De alguna manera, le pareció a Vela que reconocía a su esposa en aquella sombra extraña que se movía tan lentamente. Con los ojos, porque no se atrevió a levantarse pero ni siquiera a mover manos o piernas, siguió los movimientos del fantasma por la casa. La figura blanca rondaba ya por las habitaciones, con la cabeza baja, como buscando algo.

Y desapareció de súbito, sin haber encontrado nada, el espectro fantasmal.

A la siguiente noche, todo se repitió, con el agravante de que, enfermo de insomnio, el hombre no había dormido en absoluto. Llegó de nuevo la mujer, entró a la casa y dejó al marido paralizado de miedo.

Pero esta vez, llegó al atribulado mortal un grito entrecortado que era la voz de aquel fantasma, quien le decía: “¡Mi anillo!, necesito mi anillo!, por favor, devuélveme el anillo!”

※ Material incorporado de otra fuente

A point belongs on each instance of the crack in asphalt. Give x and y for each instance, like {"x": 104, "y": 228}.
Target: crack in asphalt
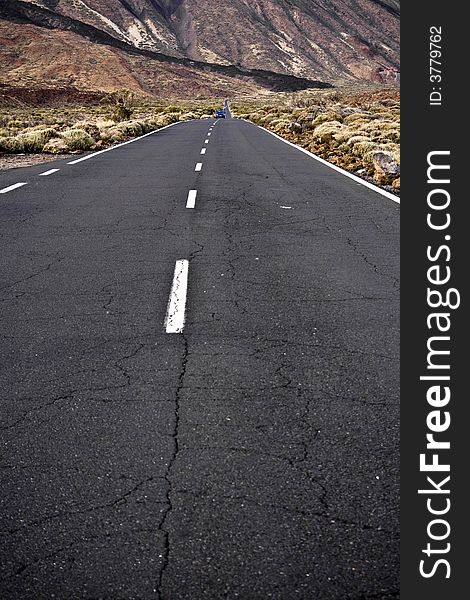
{"x": 176, "y": 448}
{"x": 46, "y": 518}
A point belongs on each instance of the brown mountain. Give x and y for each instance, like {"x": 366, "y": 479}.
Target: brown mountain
{"x": 200, "y": 46}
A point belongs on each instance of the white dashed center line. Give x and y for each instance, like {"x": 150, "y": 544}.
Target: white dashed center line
{"x": 48, "y": 172}
{"x": 175, "y": 315}
{"x": 191, "y": 202}
{"x": 12, "y": 187}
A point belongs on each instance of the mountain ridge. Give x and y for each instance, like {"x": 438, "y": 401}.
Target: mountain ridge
{"x": 278, "y": 45}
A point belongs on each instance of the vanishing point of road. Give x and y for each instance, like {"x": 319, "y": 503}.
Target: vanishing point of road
{"x": 199, "y": 374}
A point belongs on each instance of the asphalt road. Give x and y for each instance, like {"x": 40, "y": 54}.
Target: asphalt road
{"x": 254, "y": 455}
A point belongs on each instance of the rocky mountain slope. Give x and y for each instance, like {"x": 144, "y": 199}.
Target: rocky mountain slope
{"x": 159, "y": 45}
{"x": 317, "y": 39}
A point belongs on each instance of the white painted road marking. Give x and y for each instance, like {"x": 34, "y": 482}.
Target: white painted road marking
{"x": 12, "y": 187}
{"x": 334, "y": 167}
{"x": 48, "y": 172}
{"x": 175, "y": 315}
{"x": 191, "y": 202}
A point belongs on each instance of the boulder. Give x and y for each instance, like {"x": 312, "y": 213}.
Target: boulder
{"x": 55, "y": 146}
{"x": 386, "y": 167}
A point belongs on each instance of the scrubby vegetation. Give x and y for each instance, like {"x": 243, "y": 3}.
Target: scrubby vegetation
{"x": 356, "y": 130}
{"x": 25, "y": 130}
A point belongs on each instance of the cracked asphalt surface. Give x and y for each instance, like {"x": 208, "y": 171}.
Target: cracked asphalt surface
{"x": 253, "y": 456}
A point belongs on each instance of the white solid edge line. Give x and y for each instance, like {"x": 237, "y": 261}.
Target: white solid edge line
{"x": 74, "y": 162}
{"x": 334, "y": 167}
{"x": 175, "y": 314}
{"x": 12, "y": 187}
{"x": 191, "y": 202}
{"x": 48, "y": 172}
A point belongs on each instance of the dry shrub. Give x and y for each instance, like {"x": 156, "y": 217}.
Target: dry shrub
{"x": 77, "y": 139}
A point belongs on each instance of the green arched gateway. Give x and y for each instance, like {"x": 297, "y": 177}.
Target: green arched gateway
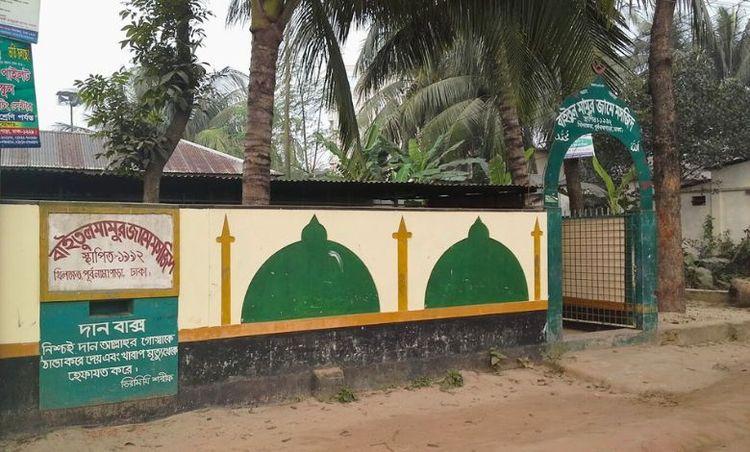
{"x": 476, "y": 270}
{"x": 597, "y": 110}
{"x": 314, "y": 277}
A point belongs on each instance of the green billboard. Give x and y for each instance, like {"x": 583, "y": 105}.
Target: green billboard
{"x": 19, "y": 123}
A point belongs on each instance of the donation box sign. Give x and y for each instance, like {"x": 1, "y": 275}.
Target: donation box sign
{"x": 95, "y": 253}
{"x": 89, "y": 356}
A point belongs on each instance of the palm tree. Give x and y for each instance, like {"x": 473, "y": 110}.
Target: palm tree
{"x": 218, "y": 120}
{"x": 488, "y": 70}
{"x": 316, "y": 28}
{"x": 729, "y": 45}
{"x": 667, "y": 166}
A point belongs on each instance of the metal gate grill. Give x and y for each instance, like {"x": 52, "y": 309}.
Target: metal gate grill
{"x": 598, "y": 262}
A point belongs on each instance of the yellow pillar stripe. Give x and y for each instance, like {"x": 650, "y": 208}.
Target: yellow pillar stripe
{"x": 225, "y": 239}
{"x": 402, "y": 236}
{"x": 537, "y": 234}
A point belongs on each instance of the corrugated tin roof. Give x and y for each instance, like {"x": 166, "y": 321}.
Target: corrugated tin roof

Venció Enrique la parálisis, y se levantó en pos del alhajero, que sacó de un cajón de su recámara, pero al querer entregárselo a aquel monstruo del más allá, la esposa fantasma había ya desaparecido.

Con la luz del día, acudió al cementerio y enterró el anillo junto a la tumba que era de tierra todavía, y le ofrendó la prenda a la mujer: “Toma, esposa, no te inquietes, y si el anillo lo debes llevar a donde vas, no te detengas ya por ese detalle. Te quiero mucho, no me resigno a perderte, y sólo espero que el Cielo me conceda que pronto nos reunamos”.